This week is filled with stellar things to do, if you’re in San Francisco (most weeks are…) Would you happen to be interested in printmaking? Artists’ books? Discovering artists who are working with ink, paper, and alternative printing techniques? Then look no further. The Southern Graphics Conference International kicks off this week.
SGCI is a national conference which rotates to different cities every year; SF is the lucky host for 2014. Over the course of four days, nearly one hundred different events, openings, and lectures will take place — something for everyone! I’m super-excited about a few specific events, so I thought I’d share those with RLD readers.
The Shift-lab Collective is comprised of five incredibly talented book artists; their latest show “Shift” is currently up at the SF Center for the Book. Each book in the exhibition can be handled; delicate colors, spot-on letterpress work, and thoughtful writing make each book sing. There will be a reception on Friday, March 28th from 7pm – 9pm.
Friend and colleague Macy Chadwick of In Cahoots Press left me a message last week: “I’m carving fog,” she explained, “and it’s really exciting!” If you live in San Francisco, you understand that fog is a unique component of city living, a phenomena that can’t easily be pinned down. Wanting to know more about this fog-carving, I pressed for photos (see above).
That’s how I found out about Span, Macy’s artist book collaboration with printmaker Carrie Ann Plank. As the name suggests, Span is a project about both bay bridges: the “new” one (which debuted last year) and the “old” one (which hasn’t been torn down yet). Both bridges link San Francisco to the east bay.
With multiple press runs and die cuts, this three dimensional beauty has all the surprise of a traditional pop up book and the craftsmanship inherent to top notch artists’ books. On March 29th, the public is invited to stop by and see Span “in process” – the presses will be rolling, many sets of hands will be sewing, and copies will be available for sale. Details can be found here.
The bay area has always been a safe haven for rubber stamp folks, regardless of which side of the fence you fall on (the cute vs. quirky battle still rages…) John Held Jr. has played an integral part in making the San Francisco mail art scene happen, ever since moving to the city in 1996. Armed with an encyclopedic knowledge of local rubber stamp lore and correspondence art history, he’ll be sharing that knowledge (along with a performance or two) at his “Rubber Stamping: Bay Area History and Applications” event at City College on Thursday, March 27th.

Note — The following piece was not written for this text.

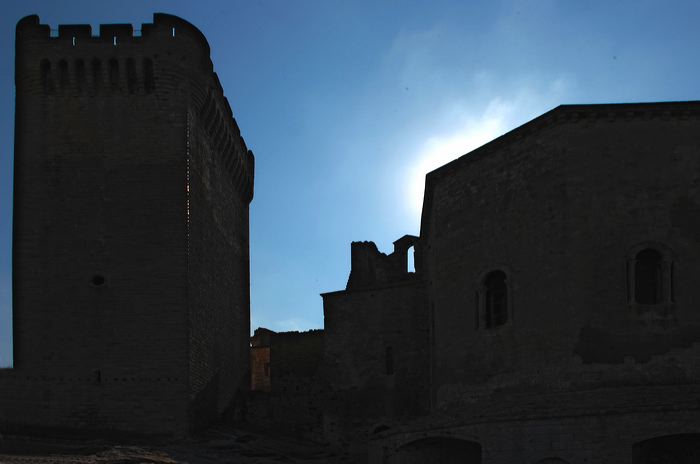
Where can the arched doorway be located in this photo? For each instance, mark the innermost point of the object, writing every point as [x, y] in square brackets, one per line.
[682, 448]
[438, 450]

For a full listing of all SGCI events, head over and take a look at the schedule. The conference promises to be an action-packed four days of print, paper, and non-stop inspiration. Bringing together artists and printmakers from across the country, this a wonderful opportunity for the public to see world-class printmaking on display throughout the city.
PS: I have five artists’ books in the “Activate” exhibition, which opens tomorrow night at the Atelier Gallery (79 New Montgomery, Academy of Art University). Stop by and say hello if you get the chance — 6pm – 9pm!